Some policies that have been in place will remain for the 2020-2021 school year —districts still have to establish graduation requirements that meet the state’s minimum graduation requirements.
Before the first day of school, local school districts also have to create criteria for whether a student can move on to the next grade as well as come up with “uniform grading policies,” MDE stated in its press release.
If the previous school year is any indication, a hybrid return will likely be popular option. During the 2019-20 school year when school buildings closed because of the pandemic, the department surveyed school districts on how they were delivering instruction. In all, 13 said they were using distance or virtual learning, 16 were sending home packets, and 134 were using a blended approach of the two methods. Five districts said they were using alternative approaches, such as phone calls and peer tutoring, according to the department.

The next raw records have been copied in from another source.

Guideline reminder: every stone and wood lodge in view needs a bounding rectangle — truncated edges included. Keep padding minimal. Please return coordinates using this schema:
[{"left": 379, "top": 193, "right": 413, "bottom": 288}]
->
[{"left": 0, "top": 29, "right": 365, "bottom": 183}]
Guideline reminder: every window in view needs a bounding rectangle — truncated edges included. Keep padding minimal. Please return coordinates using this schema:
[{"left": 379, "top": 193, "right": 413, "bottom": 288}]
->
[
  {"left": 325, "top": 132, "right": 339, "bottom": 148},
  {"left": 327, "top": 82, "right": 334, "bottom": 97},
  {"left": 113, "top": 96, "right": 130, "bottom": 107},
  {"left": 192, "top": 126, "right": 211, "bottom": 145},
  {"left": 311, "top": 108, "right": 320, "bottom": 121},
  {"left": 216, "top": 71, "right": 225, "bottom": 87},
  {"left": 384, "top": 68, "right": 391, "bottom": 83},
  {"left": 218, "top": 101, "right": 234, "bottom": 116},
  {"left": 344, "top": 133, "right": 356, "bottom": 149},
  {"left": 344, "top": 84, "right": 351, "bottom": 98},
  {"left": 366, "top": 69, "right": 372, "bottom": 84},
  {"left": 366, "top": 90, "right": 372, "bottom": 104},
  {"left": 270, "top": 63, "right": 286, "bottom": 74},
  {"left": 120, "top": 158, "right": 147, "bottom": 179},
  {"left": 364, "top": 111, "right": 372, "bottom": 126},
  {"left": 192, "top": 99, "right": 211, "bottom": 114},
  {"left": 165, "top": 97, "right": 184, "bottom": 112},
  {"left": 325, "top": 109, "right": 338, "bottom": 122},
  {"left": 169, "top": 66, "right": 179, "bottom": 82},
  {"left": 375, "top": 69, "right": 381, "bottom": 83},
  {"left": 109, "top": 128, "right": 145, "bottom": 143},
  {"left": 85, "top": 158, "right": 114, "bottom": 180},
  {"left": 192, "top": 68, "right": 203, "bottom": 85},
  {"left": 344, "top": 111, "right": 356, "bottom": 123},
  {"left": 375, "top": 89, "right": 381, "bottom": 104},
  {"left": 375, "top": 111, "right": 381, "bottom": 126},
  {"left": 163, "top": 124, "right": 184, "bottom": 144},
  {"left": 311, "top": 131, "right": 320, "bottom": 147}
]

Going entirely virtual is a complicated and expensive undertaking the department is actively working on, as the start of a new school year is roughly eight weeks away. Online learning is not currently a reality in many districts. Census Bureau data shows that statewide, almost one-fifth of Mississippi households do not have a computer and nearly one-third don’t have broadband, the federal standard for internet speeds.
Last month, State Superintendent Carey Wright presented a digital learning plan to the Mississippi Legislature which highlighted five main areas: technology, curriculum, training, computer security and internet connectivity as resources needed for districts to fully implement a digital learning plan. Requirements would include roughly 300,000 laptops or tablets, 40,000 WiFi hotspots, eight high-quality curricula programs, training for students and families, professional development for 30,000 teachers and 450 technology staff, device management support and software licenses, costing nearly $250 million.
The state received millions in federal funds via the Coronavirus Aid, Relief and Economic Security Act which the department intends to use to help pay for this. Gov. Tate Reeves received $34.6 million in a specific fund to be used for education, and the state’s K-12 schools received $169.8 million through the Elementary and Secondary School Emergency Relief Fund. Separately, the Mississippi Legislature has control of $1.2 billion in federal funds to be used for coronavirus relief efforts.
To pay for the $250 million price tag, the department has requested $200 million from the Legislature’s portion of federal funds. The Legislature is still in session working out the state budget, so whether the department is granted those funds remains to be seen.
To pay for the rest, $33 million would have to come from local school districts’ portion of ESSER funds; $5 million from the department’s CARES Act funds; $5 million from the governor’s portion of education CARES Act funds, and $7 million in private funds were requested from the Mississippi Alliance of Nonprofits, according to the department.
“This is such a wonderful opportunity for the state, and…absent COVID-19 and the funding that comes with that, we probably would never have seen this kind of investment in the school districts of Mississippi in my lifetime,” said board member John Kelly during the Thursday meeting.